As editor of IMP films, Jack Cohn provided an invaluable service to the economy-minded Laemmle. IMP directors were led to believe they were shooting one-reel films and hence were encouraged to be niggardly with film stock and production time. Through chicanery by the executives, the movies were actually released as two-reelers.

‘But how did you discover by means of our watches?’ asked Clinton.

“I tell you nothing. You can work it out for yourself.” Thunderpeck loved to lecture me. “You know the cost of these new anti-gravity units; it’s phenomenal. Only a very rich man could afford one. There are few of them in production as yet; they go only to heart cases. A ten-stone man can wear one of these units and adjust it so that he weighs only two stone. It saves the heart pump a lot of work. So we know our friend was rich and suffered from heart trouble. Right. Where do such people often live? On the coast, by the sea, for the good of their health. So he died walking along the front–people do, you know. An offshore breeze carried him out to us.”

In the Middle Ages there was a curious belief that everything in the air or on the earth had its double in the sea. So when a previously undiscovered fish was found washed up on the coast of Norway and described as having a close-shaven head and an ungracious face, it was straightaway called a monk-fish. Its shoulders were said to be covered with what appeared to be a monk’s hood with feathering fins for arms, and a long tail at the end of its body. The King of Poland took a particular interest in this odd fish, and asked for it to be sent to him to see.

Seven passages from the page seventeens of seven books from around here. The last-quoted is the only book I have left from my childhood, its sentimental value somewhat tarnished by the discovery that it’s substantially plagiarised from Borges’ own monster dictionary.

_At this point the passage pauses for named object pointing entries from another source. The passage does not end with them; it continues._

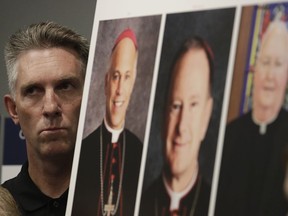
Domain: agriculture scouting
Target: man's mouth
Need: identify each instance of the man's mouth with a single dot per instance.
(51, 130)
(118, 103)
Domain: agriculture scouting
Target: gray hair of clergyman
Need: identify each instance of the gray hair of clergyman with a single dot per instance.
(43, 35)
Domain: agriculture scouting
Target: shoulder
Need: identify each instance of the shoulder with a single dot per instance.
(132, 140)
(149, 196)
(240, 122)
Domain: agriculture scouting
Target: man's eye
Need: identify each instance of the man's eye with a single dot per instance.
(31, 90)
(115, 77)
(193, 104)
(65, 86)
(175, 107)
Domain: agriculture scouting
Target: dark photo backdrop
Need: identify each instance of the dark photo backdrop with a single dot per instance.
(215, 26)
(147, 31)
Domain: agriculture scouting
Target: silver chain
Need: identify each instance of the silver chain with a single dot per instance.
(101, 173)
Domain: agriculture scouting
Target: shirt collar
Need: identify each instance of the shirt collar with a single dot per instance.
(115, 133)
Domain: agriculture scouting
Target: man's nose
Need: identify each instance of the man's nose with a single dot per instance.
(183, 121)
(51, 106)
(120, 86)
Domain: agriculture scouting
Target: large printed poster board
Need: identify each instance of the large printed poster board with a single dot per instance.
(162, 131)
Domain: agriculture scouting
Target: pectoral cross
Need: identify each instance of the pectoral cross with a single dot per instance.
(108, 208)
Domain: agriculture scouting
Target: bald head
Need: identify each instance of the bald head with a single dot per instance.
(271, 73)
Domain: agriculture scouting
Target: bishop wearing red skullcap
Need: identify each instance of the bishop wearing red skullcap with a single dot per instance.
(110, 156)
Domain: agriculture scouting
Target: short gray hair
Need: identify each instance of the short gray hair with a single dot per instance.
(42, 36)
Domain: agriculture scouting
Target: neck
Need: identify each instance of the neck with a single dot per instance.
(115, 132)
(264, 115)
(52, 177)
(179, 183)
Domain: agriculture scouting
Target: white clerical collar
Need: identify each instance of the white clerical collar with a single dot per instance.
(115, 133)
(175, 197)
(262, 125)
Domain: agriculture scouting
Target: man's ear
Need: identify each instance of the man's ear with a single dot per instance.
(207, 116)
(106, 84)
(11, 108)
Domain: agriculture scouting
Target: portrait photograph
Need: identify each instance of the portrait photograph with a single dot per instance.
(116, 116)
(187, 111)
(252, 171)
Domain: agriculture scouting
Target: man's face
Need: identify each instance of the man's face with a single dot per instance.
(189, 112)
(47, 102)
(271, 73)
(119, 82)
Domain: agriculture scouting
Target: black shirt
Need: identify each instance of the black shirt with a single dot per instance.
(31, 200)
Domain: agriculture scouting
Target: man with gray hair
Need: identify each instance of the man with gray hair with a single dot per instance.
(46, 66)
(252, 172)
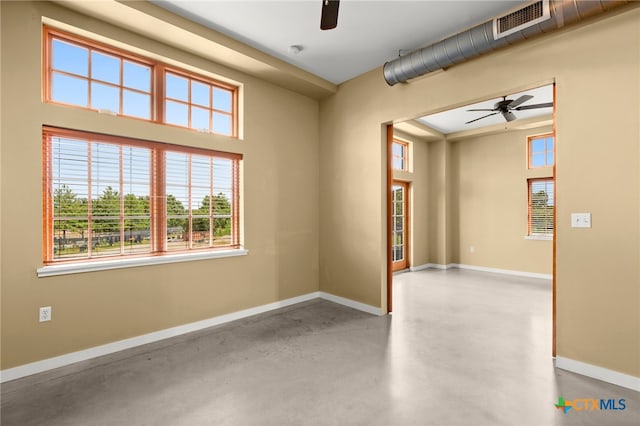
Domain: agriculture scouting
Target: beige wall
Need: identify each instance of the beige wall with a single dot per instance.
(280, 201)
(598, 276)
(489, 203)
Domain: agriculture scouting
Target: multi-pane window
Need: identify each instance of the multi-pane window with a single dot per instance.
(400, 155)
(108, 196)
(541, 150)
(541, 206)
(91, 75)
(198, 104)
(85, 76)
(199, 192)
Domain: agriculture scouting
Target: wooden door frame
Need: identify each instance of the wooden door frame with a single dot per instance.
(389, 217)
(405, 214)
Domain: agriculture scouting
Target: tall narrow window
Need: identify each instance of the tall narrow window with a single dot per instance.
(541, 150)
(198, 104)
(400, 152)
(87, 76)
(108, 196)
(541, 206)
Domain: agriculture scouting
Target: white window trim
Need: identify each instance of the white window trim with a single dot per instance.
(104, 265)
(544, 237)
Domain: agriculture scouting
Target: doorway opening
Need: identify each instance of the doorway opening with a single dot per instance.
(470, 180)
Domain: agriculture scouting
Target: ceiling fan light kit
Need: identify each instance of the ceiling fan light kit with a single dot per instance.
(506, 106)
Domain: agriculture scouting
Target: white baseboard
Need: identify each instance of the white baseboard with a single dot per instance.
(430, 266)
(481, 269)
(503, 271)
(109, 348)
(374, 310)
(600, 373)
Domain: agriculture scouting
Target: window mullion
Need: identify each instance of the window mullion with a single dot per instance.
(235, 205)
(159, 204)
(121, 190)
(211, 201)
(89, 200)
(190, 197)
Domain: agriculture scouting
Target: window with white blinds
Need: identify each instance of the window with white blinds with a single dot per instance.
(541, 207)
(107, 196)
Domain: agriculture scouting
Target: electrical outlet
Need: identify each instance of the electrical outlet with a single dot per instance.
(45, 314)
(581, 220)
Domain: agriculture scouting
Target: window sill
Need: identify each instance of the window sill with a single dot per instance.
(539, 237)
(104, 265)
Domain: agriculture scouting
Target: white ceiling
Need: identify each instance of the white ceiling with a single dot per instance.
(369, 33)
(454, 120)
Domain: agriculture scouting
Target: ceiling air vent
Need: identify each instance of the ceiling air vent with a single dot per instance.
(521, 18)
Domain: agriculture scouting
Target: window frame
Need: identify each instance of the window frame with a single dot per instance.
(530, 221)
(158, 213)
(203, 80)
(404, 158)
(544, 136)
(157, 89)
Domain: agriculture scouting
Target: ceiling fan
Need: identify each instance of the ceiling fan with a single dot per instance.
(506, 106)
(329, 17)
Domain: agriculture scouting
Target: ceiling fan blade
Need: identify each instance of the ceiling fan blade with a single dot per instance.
(545, 105)
(522, 99)
(509, 116)
(329, 17)
(484, 116)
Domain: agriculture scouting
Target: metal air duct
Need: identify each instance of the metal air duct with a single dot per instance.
(535, 18)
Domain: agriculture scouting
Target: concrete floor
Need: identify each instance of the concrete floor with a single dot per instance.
(462, 348)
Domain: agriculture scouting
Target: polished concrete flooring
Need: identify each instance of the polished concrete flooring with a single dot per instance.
(462, 348)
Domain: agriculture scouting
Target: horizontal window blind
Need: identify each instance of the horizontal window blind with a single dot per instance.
(108, 196)
(541, 207)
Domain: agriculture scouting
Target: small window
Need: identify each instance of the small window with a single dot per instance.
(541, 151)
(198, 104)
(400, 155)
(107, 196)
(86, 76)
(541, 206)
(91, 75)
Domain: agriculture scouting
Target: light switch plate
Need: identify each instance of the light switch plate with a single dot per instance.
(581, 220)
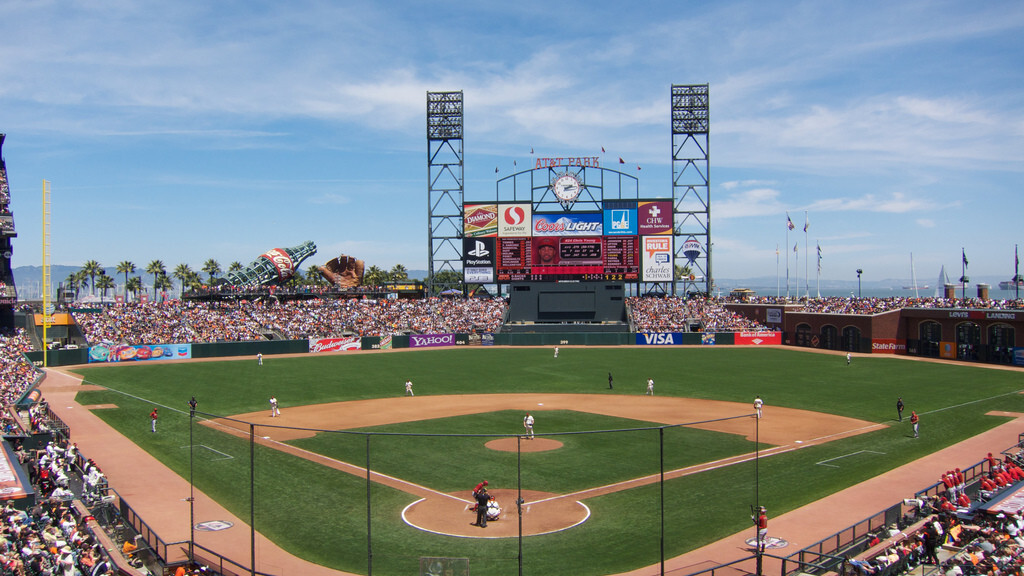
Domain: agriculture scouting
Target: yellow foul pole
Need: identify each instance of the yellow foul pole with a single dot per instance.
(47, 300)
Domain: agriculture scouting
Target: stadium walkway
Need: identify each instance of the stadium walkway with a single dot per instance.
(159, 495)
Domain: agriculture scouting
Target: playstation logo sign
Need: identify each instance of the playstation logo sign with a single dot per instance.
(479, 250)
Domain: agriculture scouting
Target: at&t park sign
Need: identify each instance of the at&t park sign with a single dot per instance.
(589, 162)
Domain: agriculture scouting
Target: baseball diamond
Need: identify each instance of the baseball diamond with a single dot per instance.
(594, 499)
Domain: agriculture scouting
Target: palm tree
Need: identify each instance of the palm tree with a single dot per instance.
(212, 268)
(157, 269)
(73, 283)
(374, 277)
(133, 285)
(183, 273)
(126, 268)
(92, 270)
(104, 283)
(161, 282)
(398, 273)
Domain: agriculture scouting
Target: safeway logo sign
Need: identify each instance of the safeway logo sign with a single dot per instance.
(663, 339)
(479, 250)
(515, 219)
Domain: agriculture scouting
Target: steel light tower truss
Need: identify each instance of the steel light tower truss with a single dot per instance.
(445, 189)
(691, 184)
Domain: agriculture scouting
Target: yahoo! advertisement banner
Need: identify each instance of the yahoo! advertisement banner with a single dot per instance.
(425, 340)
(584, 223)
(123, 353)
(758, 338)
(335, 344)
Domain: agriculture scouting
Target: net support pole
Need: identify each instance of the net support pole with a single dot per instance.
(370, 547)
(252, 499)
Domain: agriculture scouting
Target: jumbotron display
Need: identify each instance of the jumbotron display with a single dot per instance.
(630, 241)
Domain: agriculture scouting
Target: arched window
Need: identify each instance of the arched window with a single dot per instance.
(829, 337)
(930, 334)
(851, 338)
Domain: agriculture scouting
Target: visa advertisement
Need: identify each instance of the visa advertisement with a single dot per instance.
(620, 218)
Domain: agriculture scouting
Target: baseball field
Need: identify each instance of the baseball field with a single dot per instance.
(610, 472)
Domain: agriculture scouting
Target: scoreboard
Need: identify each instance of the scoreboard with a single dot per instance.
(504, 243)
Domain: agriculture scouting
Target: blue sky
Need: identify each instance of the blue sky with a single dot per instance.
(188, 130)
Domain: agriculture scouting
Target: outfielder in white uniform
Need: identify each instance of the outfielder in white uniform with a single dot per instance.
(527, 422)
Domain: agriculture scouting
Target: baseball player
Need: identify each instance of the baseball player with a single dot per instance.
(762, 523)
(527, 422)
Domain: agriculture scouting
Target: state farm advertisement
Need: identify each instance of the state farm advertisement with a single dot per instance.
(335, 344)
(888, 345)
(424, 340)
(757, 338)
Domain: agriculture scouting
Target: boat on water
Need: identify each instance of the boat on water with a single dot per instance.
(1011, 285)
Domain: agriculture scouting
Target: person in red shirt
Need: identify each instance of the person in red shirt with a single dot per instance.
(762, 523)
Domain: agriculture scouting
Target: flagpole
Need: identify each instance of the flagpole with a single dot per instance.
(807, 258)
(777, 281)
(787, 256)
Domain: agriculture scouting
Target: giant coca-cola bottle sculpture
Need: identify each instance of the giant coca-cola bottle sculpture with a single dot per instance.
(273, 266)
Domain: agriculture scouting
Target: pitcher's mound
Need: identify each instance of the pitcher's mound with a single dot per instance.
(513, 444)
(451, 515)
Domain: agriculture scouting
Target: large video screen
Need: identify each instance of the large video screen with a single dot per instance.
(509, 243)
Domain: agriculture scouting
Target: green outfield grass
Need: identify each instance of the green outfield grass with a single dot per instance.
(321, 513)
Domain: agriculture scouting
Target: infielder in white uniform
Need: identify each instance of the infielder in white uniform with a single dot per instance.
(527, 422)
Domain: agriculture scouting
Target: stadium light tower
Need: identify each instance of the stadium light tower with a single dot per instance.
(691, 183)
(445, 189)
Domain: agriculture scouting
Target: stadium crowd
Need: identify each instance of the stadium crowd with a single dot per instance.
(838, 304)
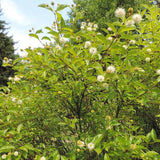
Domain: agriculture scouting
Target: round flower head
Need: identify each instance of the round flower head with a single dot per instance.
(80, 143)
(87, 44)
(149, 50)
(110, 69)
(82, 27)
(89, 29)
(132, 42)
(158, 72)
(120, 12)
(62, 40)
(130, 23)
(10, 78)
(93, 50)
(110, 38)
(147, 59)
(4, 156)
(95, 25)
(19, 102)
(58, 47)
(16, 153)
(90, 24)
(16, 78)
(109, 29)
(83, 23)
(43, 158)
(137, 18)
(90, 146)
(100, 78)
(125, 47)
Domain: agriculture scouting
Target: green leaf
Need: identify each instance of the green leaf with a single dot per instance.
(20, 126)
(6, 148)
(106, 157)
(34, 35)
(61, 7)
(46, 6)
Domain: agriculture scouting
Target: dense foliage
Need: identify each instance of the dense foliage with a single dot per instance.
(84, 95)
(101, 11)
(6, 50)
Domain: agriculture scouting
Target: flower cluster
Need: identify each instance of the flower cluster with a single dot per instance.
(110, 69)
(100, 78)
(137, 18)
(15, 78)
(80, 143)
(89, 27)
(7, 61)
(120, 12)
(13, 99)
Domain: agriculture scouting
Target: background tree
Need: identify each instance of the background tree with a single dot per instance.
(102, 11)
(6, 50)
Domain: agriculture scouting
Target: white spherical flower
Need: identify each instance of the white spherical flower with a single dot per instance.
(89, 29)
(87, 44)
(110, 38)
(109, 29)
(110, 69)
(62, 40)
(149, 50)
(16, 78)
(58, 47)
(95, 25)
(10, 78)
(100, 78)
(43, 158)
(130, 23)
(4, 156)
(13, 99)
(93, 50)
(147, 59)
(125, 47)
(80, 143)
(137, 18)
(19, 102)
(16, 153)
(120, 12)
(158, 72)
(83, 23)
(82, 27)
(90, 146)
(90, 24)
(132, 42)
(38, 53)
(106, 85)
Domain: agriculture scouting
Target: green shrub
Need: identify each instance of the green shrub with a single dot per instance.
(85, 95)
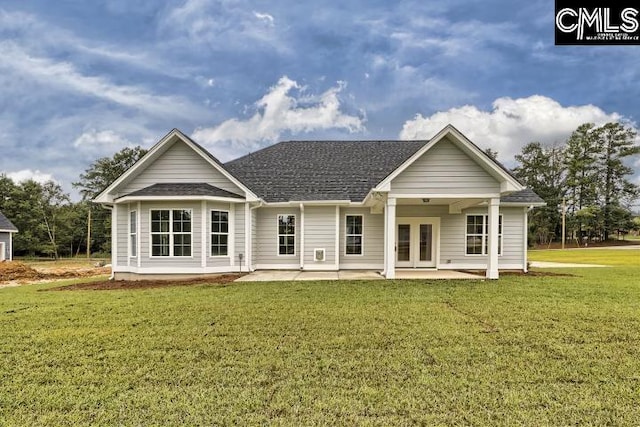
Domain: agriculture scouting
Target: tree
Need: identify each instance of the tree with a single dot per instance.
(105, 170)
(94, 180)
(617, 143)
(541, 168)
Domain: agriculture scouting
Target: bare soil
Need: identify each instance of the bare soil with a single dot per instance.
(106, 285)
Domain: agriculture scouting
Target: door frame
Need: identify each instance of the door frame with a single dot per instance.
(414, 223)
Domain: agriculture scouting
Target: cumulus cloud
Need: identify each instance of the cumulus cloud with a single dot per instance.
(28, 174)
(279, 111)
(511, 124)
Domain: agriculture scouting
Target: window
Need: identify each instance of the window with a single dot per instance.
(353, 235)
(133, 234)
(477, 235)
(286, 234)
(219, 233)
(171, 232)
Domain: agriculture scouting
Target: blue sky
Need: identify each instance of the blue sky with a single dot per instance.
(83, 79)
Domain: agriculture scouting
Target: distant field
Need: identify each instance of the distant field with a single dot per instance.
(545, 350)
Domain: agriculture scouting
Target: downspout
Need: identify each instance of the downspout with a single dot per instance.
(301, 236)
(249, 253)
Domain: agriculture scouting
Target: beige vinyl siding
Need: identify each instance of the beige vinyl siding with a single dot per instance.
(180, 164)
(266, 237)
(373, 238)
(195, 260)
(319, 232)
(122, 250)
(444, 169)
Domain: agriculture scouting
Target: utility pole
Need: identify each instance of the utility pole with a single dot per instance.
(89, 235)
(564, 215)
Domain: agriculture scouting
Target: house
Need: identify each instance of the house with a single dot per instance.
(318, 205)
(6, 238)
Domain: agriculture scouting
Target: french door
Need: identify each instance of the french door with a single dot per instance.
(417, 242)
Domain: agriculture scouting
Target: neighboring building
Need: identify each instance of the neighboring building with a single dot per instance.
(318, 205)
(6, 238)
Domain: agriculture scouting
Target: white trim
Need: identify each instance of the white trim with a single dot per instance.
(390, 218)
(156, 151)
(525, 238)
(204, 244)
(114, 236)
(139, 230)
(171, 234)
(302, 248)
(336, 260)
(232, 235)
(485, 235)
(228, 233)
(247, 237)
(466, 146)
(125, 199)
(295, 231)
(361, 254)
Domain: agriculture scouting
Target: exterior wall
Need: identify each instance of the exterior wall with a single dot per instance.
(444, 169)
(266, 239)
(180, 164)
(5, 241)
(320, 232)
(373, 240)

The Face on the Cutting-Room Floor by Cameron McCabe; The Sheltering Sky by Paul Bowles; Moving Pictures by Budd Schulberg; King Cohn by Bob Thomas; The Warder of the Door by Robert Eustace & L.T. Meade, from The Black Veil & Other Tales of Supernatural Sleuths edited by Mark Valentine; Earthworks by Brian W. Aldiss; A Dictionary of Monsters and Mysterious Beasts by Carey Miller.

2 Responses to “Page Seventeen III: At World’s End”

  1. How are you selecting your passages?

  2. Looking for connections, or else things that are amusing. If I find something amusing I look for something that will seem to connect to it. If there’s a passage that isn’t super-interesting on its own, it has to serve as a bridge between two better ones.

    Just realised I should have put passage 4 in second position.